The list now contains more than 30,000 species under threat of
disappearing.

“Climate change is adding to the multiple threats species face, and we need
to act urgently and decisively to curb the crisis,” said IUCN acting director
general Grethel Aguilar.

“This update reveals the ever-increasing impacts of human activities on
wildlife.”

The IUCN said it had witnessed genuine declines in 73 species since its
last assessment.

The group earlier this year released a devastating look at the state of
wildlife on Earth, which made for alarming reading.

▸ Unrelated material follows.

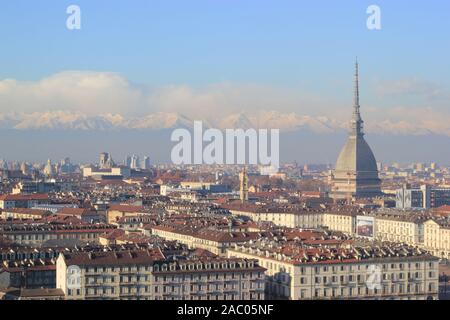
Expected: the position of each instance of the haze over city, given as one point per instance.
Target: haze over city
(137, 72)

More than one million species are now at risk of vanishing as insatiable
human demand puts them in danger of habitat loss, overexploitation, pollution
and climate change.

Releasing its Red List update in the middle of COP25 climate talks in
Madrid, the IUCN said Tuesday it was increasingly clear that climate change
on its own was a growing threat.

Rising temperatures have already contributed to the declines of several
freshwater fish and sharks.

The latest update showed that 37 percent of Australia’s freshwater fish
species were threatened with extinction.

Stocks of the Short-tail nurse shark have declined around 80 percent in the
last 30 years. Its shallow water habitat is being degraded as the ocean
warms.

Dozens of species of birds and plants are now also threatened by rising
temperatures, the list found.

The IUCN did highlight a small handful of conservation successes, including
the recovery of the Guam Rail, a bird previously listed as extinct in the
wild.

“The results of determined conservation actions demonstrate that when
governments, conservation organisations and local communities work together,
we can reverse the trend of biodiversity loss,” said Jane Smart, global
director of the IUCN Biodiversity Conservation Group.

Next year will see two global IUCN gatherings, one in June in Marseille and
another in Kunming, China, in October.